Dissertation

Im Rahmen dieser Dissertation wurden neutrale Carben-, Vinyliden- und Allenyliden-Komplexe mit Bispyrazolylacetato-Liganden synthetisiert und charakterisiert. Die erhaltenen Komplexe wiesen fast durchgängig eine für Organometallverbindungen sehr hohe Stabilität gegenüber Sauerstoff und Wasser auf. Für die Benzyliden-Komplexe wurde Aktivität als Katalysatoren in der Ringschlussmetathese gefunden. Fragen zur strukturellen Isomerie wurden mittels zweidimensionaler NMR-Experimente und Röntgenstrukturanalysen untersucht.
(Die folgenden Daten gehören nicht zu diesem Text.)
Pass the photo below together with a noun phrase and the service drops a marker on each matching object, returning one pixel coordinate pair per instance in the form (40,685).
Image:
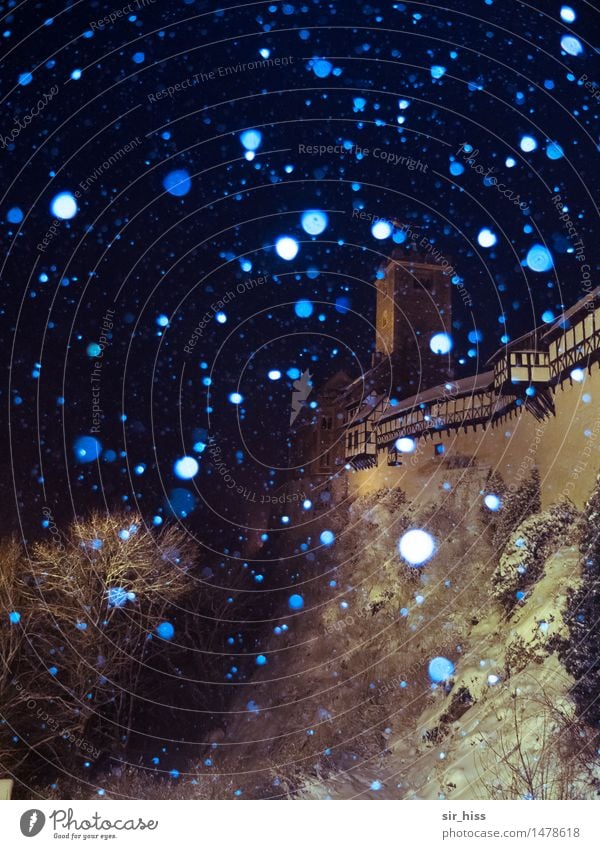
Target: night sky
(152,162)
Mechanistische Unter-suchungen wurden durch DFT-Rechnungen unterstützt.

Die Dissertation ist erschienen als Buch im Cuvillier-Verlag, als PDF bei der Universitätsbibliothek Konstanz (KOPS) und als PDF direkt auf meiner Homepage

Benzyliden-Komplexe

Die oktaedrisch koordinierten Benzyliden-Komplexe [Ru(bpza)Cl(=CHPh)(PR3)] (B1, B3) und [Ru(bdmpza)Cl(=CHPh)(PR3)] (B2, B4) wurden durch Umsetzung der Komplexe [RuCl2(=CHPh)(PR3)] (R = Cy, Ph) mit den Kaliumsalzen der bpza-Liganden Bis(pyrazol-1-yl)acetat (bpza) und Bis(3,5-dimethylpyrazol-1-yl)acetat (bdmpza) erhalten.
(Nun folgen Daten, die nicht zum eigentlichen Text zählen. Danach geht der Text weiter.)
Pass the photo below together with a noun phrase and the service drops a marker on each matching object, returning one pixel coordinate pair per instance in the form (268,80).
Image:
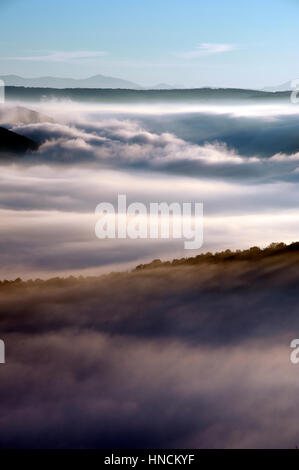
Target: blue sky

Es wurden zwei Koordinationsisomere beobachtet. Der Benzyliden-Ligand ist in Isomeren vom Typ A trans zu einem Pyrazoldonor und in Isomeren vom Typ B trans zur Carboxylatgruppe koordiniert. Diese Isomerie wiesen auch die weiteren Cumulenyliden-Komplexe auf. Die bpza-Komplexe B1 und B3 wurden nur als Isomere vom Typ B gefunden, wie die 31P-NMR-Spektren und eine Röntgenstrukturanalyse zeigten. Von den bdmpza-Komplexen wurden Benzyliden-Komplexe von beiden Isomerentypen isoliert und im Falle von B2b und B4a mittels Röntgenstrukturanalysen belegt.

Vinyliden-Komplexe

Die Vinyliden-Komplexe [Ru(bdmpza)Cl(=C=CHR)(PPh3)] (V1: R = Ph, V2: R = Tol, V3: R = nPr, V4: R = nBu) wurden ausgehend vom Bisphosphan-Komplex [Ru(bdmpza)Cl(PPh3)2] durch Umsetzung mit terminalen Alkinen dargestellt.
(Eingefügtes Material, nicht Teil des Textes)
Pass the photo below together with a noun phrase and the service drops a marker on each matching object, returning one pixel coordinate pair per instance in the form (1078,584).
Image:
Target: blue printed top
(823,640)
Mechanistisch wurde von einer Substitution eines Phosphan-Liganden durch ein η2-koordiniertes Alkin ausgegangen, der ein 1,2-H-Shift zum Vinyliden-Liganden folgt. Von den Vinyliden-Komplexen wurden erneut zwei Isomere detektiert. Das Verhältnis der Typen A und B variierte und war abhängig von den eingesetzten Alkinen. Dies wurde mit den vom Substituenten am Alkin mitbestimmten sterischen Verhältnissen zum Zeitpunkt der η2 Koordination begründet.
Es konnten keine Vinyliden-Komplexe ausgehend vom bpza-Komplex [Ru(bpza)Cl(PPh3)2] erhalten werden. Die zur Reaktion notwendige Dissoziation eines Triphenylphosphan-Liganden war im bpza-Komplex stark erschwert.
Tief- und Hochtemperatur-NMR-Experimente mit dem Komplex [Ru(bdmpza)Cl(=C=CHTol)(PPh3)] (V2) über einen Bereich von 210 K dokumentierten eine bei Raumtemperatur schnelle Rotation des Vinyliden-Liganden um die Ru-Cα-Bindung. Die mit Hilfe von DFT-Methoden berechnete Rotationsbarriere betrug 37 kJ⋅mol–1 und bestätigte die experimentellen Befunde.

Cyclische Oxycarben-Komplexe

Die cyclischen Oxycarben-Komplexe
[Ru(bdmpza)Cl{=C(CH2)nO}(PPh3)] (O1: n = 3, O2: n = 4) wurden durch Reaktion des Bisphosphan-Komplexes [Ru(bdmpza)Cl(PPh3)2] mit 3-Butin-1-ol und 4-Pentin-1-ol synthetisiert.

Für eventuell intermediär auftretende Vinyliden-Spezies wurden experimentell keine Hinweise gefunden.
Es wurden Isomere der Typen A und B in gleichen Anteilen isoliert. Die Trennung der Isomere der cyclischen Oxycarben-Komplexe gelang, da sie unterschiedliche Löslichkeiten aufwiesen. Von O2a konnte eine Röntgenstrukturanalyse angefertigt werden.

Allenyliden-Komplexe

Die Allenyliden-Komplexe [Ru(bdmpza)Cl(=C=C=CR2)(PPh3)] (A1: R = Ph, A2: R = Tol) wurden nach der Umsetzung von [Ru(bdmpza)Cl(PPh3)2] mit Propargylalkoholen isoliert. Dabei intermediär auftretende Vinyliden-Komplexe konnten NMR-spektroskopisch nachgewiesen werden. Eine Umlagerung der Allenyliden-Komplexe zu Indenyliden-Komplexen konnte durch zweidimensionale NMR-Experimente ausgeschlossen werden.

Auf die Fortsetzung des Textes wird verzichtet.